Les mathématiques et les autres

Réciproques, Carte blanche à Jacques Moisan,
Inspecteur Général de Mathématiques
n°9, mai 1999

 

Historiquement, les mathématiques se sont construites à partir de leurs applications (on dirait maintenant une construction par la demande plutôt que par l’offre). La mesure des grandeurs, la modélisation des phénomènes évolutifs discrets ou continus, l’étude des phénomènes aléatoires, pour ne citer que quelques grands thèmes, ont ouvert des champs dans lesquels se sont développés la géométrie et l’algèbre, l’arithmétique, l’analyse discrète, le calcul différentiel et intégral, le calcul des probabilités. Longtemps d’ailleurs, les mathématiciens eux-mêmes ont assumé une appartenance multiple et beaucoup d’entre eux, parmi les plus renommés, peuvent être à juste titre revendiqués par d’autres disciplines.

Du côté de l’enseignement secondaire, en revanche, cette ouverture des mathématiques à d’autres disciplines apparaît peu. L’approche pluridisciplinaire disparaît de la formation des enseignants de mathématiques à partir de la fin du premier cycle universitaire (ce n’est pas une fatalité : souvenons-nous de l’époque, que certains d’entre nous ont connue, où le certificat de mécanique générale et un certificat de physique faisaient partie de la licence d’enseignement de mathématiques !). Dans les programmes actuels de lycée, les incitations à la prise en compte des autres enseignements scientifiques sont assez modestes et mal cadrées. Il en résulte, il faut bien le dire, une grande difficulté pour l’élève qui doit de lui-même essayer de faire le lien entre différents concepts, voire entre différentes vues d’un même concept. Dans le cadre des futurs TPE interdisciplinaires, l’élève ne pourra pas, tout seul, faire ce lien.

Pour les mathématiques, les sciences physiques constituent un partenaire privilégié. C’est dans l’enseignement de la physique que sont utilisés en priorité les concepts et techniques introduits en mathématiques (calcul vectoriel, dérivation, intégration, représentations graphiques). Un certain nombre d’objets ou d’outils introduits en mathématiques pour les besoins propres des mathématiques (vecteurs, nombres complexes…) prennent tout leur sens grâce à leurs utilisations (ou leurs interprétations) en physique.

De plus, la physique fournit aux mathématiques à la fois des modèles non abstraits et des thèmes d’études. S’il est à peu près évident que la résolution d’un problème physique passe à un moment ou à un autre par une étape purement mathématique (calcul formel ou numérique, résolution d’équations, représentation graphique, construction géométrique…), il est aussi indispensable que l’enseignement des mathématiques soit illustré par des problèmes issus des sciences expérimentales (et en premier lieu de la physique). Pour donner un exemple concret (et élémentaire), la parabole est introduite en classe de Seconde comme la courbe représentative d’une fonction élémentaire parmi d’autres, mais cette approche doit être enrichie dans la suite de la scolarité en série S grâce, entre autres, à l’étude de la mécanique.

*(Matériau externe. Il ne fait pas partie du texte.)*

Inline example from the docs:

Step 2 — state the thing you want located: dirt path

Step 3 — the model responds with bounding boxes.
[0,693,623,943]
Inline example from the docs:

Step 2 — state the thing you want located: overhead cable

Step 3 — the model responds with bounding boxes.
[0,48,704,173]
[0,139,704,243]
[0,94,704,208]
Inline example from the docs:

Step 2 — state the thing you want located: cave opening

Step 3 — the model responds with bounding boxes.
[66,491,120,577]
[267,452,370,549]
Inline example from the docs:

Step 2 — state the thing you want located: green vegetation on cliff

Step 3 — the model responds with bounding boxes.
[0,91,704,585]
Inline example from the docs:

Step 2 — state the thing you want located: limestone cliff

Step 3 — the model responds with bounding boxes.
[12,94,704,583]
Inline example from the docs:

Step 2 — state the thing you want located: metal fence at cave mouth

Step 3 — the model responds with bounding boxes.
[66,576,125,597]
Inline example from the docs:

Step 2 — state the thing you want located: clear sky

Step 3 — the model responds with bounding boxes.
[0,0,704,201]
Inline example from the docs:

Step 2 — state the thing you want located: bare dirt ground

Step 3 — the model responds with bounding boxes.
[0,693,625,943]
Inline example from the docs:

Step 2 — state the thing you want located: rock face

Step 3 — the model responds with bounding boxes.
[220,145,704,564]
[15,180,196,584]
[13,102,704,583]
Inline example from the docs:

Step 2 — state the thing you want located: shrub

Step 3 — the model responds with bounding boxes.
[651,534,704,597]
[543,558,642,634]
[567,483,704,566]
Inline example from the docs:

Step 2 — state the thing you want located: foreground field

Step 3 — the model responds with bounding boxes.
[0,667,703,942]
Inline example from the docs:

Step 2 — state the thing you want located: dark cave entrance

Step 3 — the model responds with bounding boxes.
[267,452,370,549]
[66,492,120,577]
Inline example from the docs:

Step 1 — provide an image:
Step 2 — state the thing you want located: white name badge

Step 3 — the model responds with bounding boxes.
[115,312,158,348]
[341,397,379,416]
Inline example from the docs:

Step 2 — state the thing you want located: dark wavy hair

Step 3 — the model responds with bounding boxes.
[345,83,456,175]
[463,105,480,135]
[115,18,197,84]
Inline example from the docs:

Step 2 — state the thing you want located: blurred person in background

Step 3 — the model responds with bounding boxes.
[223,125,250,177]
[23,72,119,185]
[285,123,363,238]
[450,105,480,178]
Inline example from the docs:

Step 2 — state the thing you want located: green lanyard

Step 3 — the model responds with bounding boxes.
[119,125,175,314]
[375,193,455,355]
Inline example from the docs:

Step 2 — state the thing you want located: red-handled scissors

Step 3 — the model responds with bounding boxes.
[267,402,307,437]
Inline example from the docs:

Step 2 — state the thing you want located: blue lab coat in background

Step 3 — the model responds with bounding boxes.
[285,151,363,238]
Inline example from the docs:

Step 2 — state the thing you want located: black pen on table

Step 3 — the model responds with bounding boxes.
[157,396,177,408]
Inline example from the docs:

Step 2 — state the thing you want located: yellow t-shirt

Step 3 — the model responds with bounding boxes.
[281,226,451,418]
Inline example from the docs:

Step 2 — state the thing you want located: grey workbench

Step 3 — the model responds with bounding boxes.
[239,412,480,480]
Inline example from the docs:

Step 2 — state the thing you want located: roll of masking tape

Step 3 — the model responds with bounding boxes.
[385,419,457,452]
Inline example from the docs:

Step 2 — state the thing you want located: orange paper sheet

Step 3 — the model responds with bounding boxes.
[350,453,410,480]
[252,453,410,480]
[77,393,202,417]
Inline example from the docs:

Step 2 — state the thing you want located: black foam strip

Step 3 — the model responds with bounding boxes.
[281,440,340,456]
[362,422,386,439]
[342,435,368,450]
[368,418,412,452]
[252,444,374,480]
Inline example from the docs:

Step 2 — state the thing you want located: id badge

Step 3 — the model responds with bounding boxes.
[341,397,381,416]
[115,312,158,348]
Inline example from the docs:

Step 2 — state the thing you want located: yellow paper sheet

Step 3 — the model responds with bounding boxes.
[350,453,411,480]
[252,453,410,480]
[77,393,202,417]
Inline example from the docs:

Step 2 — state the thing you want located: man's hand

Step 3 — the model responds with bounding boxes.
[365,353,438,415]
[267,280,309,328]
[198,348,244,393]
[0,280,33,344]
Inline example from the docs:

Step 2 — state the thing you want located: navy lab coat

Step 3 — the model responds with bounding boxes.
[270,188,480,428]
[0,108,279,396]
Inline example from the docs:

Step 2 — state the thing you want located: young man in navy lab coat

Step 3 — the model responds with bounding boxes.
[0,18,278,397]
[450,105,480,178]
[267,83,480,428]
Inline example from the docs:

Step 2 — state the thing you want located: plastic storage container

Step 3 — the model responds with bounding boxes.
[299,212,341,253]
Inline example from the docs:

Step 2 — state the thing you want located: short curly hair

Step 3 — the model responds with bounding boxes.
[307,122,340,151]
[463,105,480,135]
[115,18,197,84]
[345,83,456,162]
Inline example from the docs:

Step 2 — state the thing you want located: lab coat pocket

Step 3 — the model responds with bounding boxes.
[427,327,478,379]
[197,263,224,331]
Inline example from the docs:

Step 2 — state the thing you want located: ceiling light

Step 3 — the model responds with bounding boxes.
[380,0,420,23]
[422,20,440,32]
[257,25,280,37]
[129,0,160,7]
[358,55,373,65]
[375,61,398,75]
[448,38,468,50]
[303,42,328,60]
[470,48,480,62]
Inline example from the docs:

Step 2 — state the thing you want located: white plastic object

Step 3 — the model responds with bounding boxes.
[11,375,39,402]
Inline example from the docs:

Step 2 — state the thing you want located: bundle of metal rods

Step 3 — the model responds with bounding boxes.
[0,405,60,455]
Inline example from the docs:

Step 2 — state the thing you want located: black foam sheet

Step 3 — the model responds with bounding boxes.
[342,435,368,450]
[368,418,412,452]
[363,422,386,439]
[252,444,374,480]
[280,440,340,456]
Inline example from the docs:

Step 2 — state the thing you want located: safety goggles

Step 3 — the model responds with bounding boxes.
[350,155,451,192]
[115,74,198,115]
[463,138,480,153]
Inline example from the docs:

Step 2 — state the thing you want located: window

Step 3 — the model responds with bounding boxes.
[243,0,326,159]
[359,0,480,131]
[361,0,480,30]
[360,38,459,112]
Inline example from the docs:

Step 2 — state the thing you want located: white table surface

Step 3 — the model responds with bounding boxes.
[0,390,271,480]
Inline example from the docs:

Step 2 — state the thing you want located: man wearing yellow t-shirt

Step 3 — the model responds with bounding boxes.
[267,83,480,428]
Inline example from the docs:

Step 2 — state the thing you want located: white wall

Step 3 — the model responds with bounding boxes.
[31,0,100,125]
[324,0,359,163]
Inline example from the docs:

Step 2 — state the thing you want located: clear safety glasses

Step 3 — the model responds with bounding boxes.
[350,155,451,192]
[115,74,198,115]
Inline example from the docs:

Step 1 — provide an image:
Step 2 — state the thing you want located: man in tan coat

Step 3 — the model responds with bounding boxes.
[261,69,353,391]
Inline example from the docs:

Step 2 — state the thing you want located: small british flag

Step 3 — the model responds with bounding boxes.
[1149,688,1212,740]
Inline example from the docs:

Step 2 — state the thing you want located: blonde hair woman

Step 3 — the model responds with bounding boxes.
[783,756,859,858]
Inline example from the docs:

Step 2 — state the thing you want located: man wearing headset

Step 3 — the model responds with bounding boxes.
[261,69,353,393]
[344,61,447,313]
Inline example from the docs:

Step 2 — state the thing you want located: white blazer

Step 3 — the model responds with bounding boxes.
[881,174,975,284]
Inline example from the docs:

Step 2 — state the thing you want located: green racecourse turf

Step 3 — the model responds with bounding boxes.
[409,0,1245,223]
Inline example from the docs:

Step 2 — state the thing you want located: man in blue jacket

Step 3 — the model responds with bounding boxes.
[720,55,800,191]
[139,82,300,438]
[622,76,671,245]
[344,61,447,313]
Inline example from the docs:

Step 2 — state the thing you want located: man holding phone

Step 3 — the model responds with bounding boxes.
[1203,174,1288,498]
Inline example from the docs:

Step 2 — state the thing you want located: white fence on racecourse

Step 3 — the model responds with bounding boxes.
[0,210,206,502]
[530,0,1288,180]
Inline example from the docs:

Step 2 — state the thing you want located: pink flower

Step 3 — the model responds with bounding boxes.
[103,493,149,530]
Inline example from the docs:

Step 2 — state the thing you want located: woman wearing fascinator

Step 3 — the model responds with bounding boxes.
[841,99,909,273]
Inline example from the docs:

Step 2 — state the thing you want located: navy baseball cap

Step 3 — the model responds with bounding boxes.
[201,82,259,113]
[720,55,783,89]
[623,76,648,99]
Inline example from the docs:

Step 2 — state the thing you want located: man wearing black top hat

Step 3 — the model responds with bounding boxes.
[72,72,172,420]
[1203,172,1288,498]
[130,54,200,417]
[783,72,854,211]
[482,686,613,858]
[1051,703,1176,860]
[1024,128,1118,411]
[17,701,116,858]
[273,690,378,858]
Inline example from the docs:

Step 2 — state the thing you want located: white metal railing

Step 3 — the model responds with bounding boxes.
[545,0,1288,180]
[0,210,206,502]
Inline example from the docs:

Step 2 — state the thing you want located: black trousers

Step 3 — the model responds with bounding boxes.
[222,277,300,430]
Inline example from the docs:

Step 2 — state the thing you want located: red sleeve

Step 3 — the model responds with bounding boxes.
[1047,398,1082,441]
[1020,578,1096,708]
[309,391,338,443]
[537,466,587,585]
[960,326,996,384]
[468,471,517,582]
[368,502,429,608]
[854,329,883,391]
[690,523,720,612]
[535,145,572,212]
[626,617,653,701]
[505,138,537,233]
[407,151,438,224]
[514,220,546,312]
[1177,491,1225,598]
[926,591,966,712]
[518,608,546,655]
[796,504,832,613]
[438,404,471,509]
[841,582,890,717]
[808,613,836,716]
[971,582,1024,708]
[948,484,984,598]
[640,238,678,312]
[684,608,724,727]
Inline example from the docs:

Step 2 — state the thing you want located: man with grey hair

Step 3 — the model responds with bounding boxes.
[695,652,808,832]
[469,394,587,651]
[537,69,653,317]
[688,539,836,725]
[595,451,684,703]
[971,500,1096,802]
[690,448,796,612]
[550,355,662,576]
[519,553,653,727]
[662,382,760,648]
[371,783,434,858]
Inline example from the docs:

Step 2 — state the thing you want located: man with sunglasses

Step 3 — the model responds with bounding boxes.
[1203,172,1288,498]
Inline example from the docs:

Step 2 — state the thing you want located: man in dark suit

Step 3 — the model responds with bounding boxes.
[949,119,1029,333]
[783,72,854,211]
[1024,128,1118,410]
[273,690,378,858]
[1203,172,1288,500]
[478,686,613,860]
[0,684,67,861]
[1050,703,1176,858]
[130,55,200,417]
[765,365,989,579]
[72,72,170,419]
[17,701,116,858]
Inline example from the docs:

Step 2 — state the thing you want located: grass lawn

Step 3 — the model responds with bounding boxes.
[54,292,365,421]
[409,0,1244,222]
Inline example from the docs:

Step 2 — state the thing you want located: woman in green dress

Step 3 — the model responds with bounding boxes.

Les enseignants de sciences physiques utilisent depuis toujours (et font utiliser par leurs élèves) les mathématiques dont ils ont besoin. Dans un cadre où tout fonctionne normalement, le professeur de mathématiques enseigne des concepts dont certains sont ensuite utilisés à bon escient par le professeur de physique pour son enseignement. Bref, le physicien sait se passer de son collègue de mathématiques pourvu que celui-ci ait enseigné les parties utiles du cours de mathématiques. Mais les professeurs de mathématiques n’ont pas cette culture, et s’ils veulent illustrer leur cours par des exemples tirés de la physique et montrer le sens en physique des concepts introduits, il faut qu’une collaboration s’installe (ou se développe) entre enseignants de mathématiques et de physique. Cette collaboration sera d’ailleurs indispensable dans le cadre des TPE de Première et Terminale scientifiques.

En conclusion, le développement voulu et souhaitable des approches pluridisciplinaires des enseignements scientifiques nécessite à la fois un effort de l’Institution (programmes, expérimentation, formation initiale et continue) et de chacun des enseignants de mathématiques sur le terrain. Attachés à notre discipline et à la qualité de son enseignement nous devons l’inscrire dans la formation scientifique générale si nous voulons qu’elle garde ses spécificités propres. Il ne s’agit pas plus de faire enseigner la physique par des professeurs de mathématiques que les mathématiques par des professeurs de physique ; mais il faut aider les élèves à trouver la cohérence des enseignements scientifiques qu’ils reçoivent et à les intégrer dans leur projet de formation.